指が6本のピアニストも誕生する!? 「第6の指」の技術開発で新感覚の研究も
#人工指
片手の指が6本のピアニスト、ギタリストの華麗な演奏―。そんなことができるかもしれない「第6の指」の技術が開発された。
電気通信大学、フランス国立科学研究センター、科学技術振興機構の研究グループは2月14日、手のひらに装着し、独立して動くことが可能な小型の人工指システムを開発したと発表した。この装置は手のひらの小指側に装着すると、あたかも指が6本あるかのように見えるため、「第6の指(sixth finger)」と名付けられた。

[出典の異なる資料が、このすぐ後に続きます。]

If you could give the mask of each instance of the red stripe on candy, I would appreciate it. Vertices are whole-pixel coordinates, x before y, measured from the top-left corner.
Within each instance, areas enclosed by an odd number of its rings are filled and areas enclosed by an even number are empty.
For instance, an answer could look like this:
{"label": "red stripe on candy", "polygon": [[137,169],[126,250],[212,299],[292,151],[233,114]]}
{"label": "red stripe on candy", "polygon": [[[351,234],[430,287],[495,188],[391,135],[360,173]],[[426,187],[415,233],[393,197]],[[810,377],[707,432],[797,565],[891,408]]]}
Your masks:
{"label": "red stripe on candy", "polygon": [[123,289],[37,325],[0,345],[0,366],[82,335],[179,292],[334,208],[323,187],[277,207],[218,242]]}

【ニュースリリース】独立制御可能な「第6の指」を身体化することに成功│電気通信大学uec.ac.jp)
研究グループの発表によると、近年、ロボットアームや指型の人工身体を身体に装着し、それを他の身体部位(例えば足など)の動きで動かす研究が行われていが、これらは全て、既存の身体部位の動きを人工身体へと置き換えているに過ぎず、独立して制御可能な付加的人工身体が実現可能なのか、またそうした人工身体を人間は自身の身体の一部として感じる(身体化する)ことができるのかはこれまで明らかになっていなかった。
そこで、研究グループは他の身体部位の機能や動きと独立して制御可能であり、手のひらに装着可能な小型の人工指システムを開発した。

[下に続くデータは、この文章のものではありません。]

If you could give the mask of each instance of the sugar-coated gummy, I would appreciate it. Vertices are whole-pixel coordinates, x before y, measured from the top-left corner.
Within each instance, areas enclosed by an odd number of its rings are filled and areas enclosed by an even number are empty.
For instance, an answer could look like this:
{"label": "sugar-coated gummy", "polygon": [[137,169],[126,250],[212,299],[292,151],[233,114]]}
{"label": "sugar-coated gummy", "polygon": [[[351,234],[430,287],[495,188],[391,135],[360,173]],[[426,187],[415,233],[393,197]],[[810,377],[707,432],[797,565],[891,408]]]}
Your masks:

“第6の指”は、腕の筋肉の電気活動によって制御可能なシステムで、腕の筋肉の電気活動をセンサで計測し、それが指を曲げ伸ばしするときに通常生じる腕の筋肉の電気活動とは異なる特定の信号パターンとなったときに、“第6の指”が動くように設計した。
そして、“第6の指”の使用に慣れたあとに、どのような感覚や行動の変化が起こるかを実験的に確かめた。実験データは成人被験者18名から取得した。
この結果、第一に、参加した全ての被験者が“第6の指”を十分に思い通りに動かせることがわかった。第二に、“第6の指”が自身の身体の一部であると感じられている度合いが高い被験者ほど“第6の指”を装着していた手の小指の位置に対する感覚のばらつきが大きいことがわかった。

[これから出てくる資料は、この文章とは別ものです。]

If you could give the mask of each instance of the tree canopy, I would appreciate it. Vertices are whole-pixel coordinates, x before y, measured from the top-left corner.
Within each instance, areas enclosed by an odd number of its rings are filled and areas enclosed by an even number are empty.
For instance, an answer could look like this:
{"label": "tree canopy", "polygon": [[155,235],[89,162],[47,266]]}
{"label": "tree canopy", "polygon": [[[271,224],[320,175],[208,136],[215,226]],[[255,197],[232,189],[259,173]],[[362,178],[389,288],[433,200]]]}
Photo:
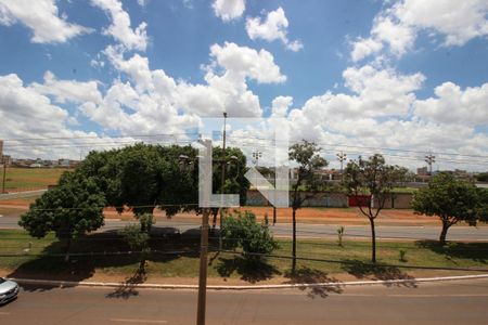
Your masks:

これは“第6の指”が身体化すればするほど“第6の指”を装着していた手の端(小指側)の位置感覚が曖昧になってくるということを示している。
これらの結果、新たに開発した“第6の指”というシステムを利用することで、他の身体部位と独立制御可能な人工身体部位を自己の一部として身体化でき、自由自在に動かせることを世界で初めて実験的に立証することに成功した。
これにより、既存の身体部位と独立して動かすことができる人工身体部位が工学的に実現可能であることがわかった。
研究グループでは、この技術の応用で、「より力の出る駆動系を用いるなどの工夫を行うことにより、実世界で使える指になっていく可能性がある」としている。
さらに、高速なキータイピングが可能になったり、ピアノやギターの演奏を6本指で巧みに奏でたり、片手では持てない数のワイングラスを持てるようになったりなど、「豊かで便利な生活の実現に貢献できるかもしれない」という。
加えて、「第三の腕や四本の脚などの実現、しっぽや羽など人間が持っていない器官を人間が身体化できるのかという問いにも挑戦できる可能性を秘めている」とコメントしている。
その上で、新しい身体部位を身体化したときに、脳でどのような変化が起きているのかを調べることが重要だと指摘している。
「身体は、体性感覚野や運動野と呼ばれる脳の部位で 地図状に表現されているが、新しい身体部位を身体化することによってこうした地図がどのように変わるのか、そして脳はどこまで新しい身体を受け入れることができるのか、といった問いに挑戦することが可能になる」としており、それによって、「多くの重要な知見が生み出される可能性を秘めている」と指摘している。
研究の成果は Scientific Reports誌に2月14日に掲載された。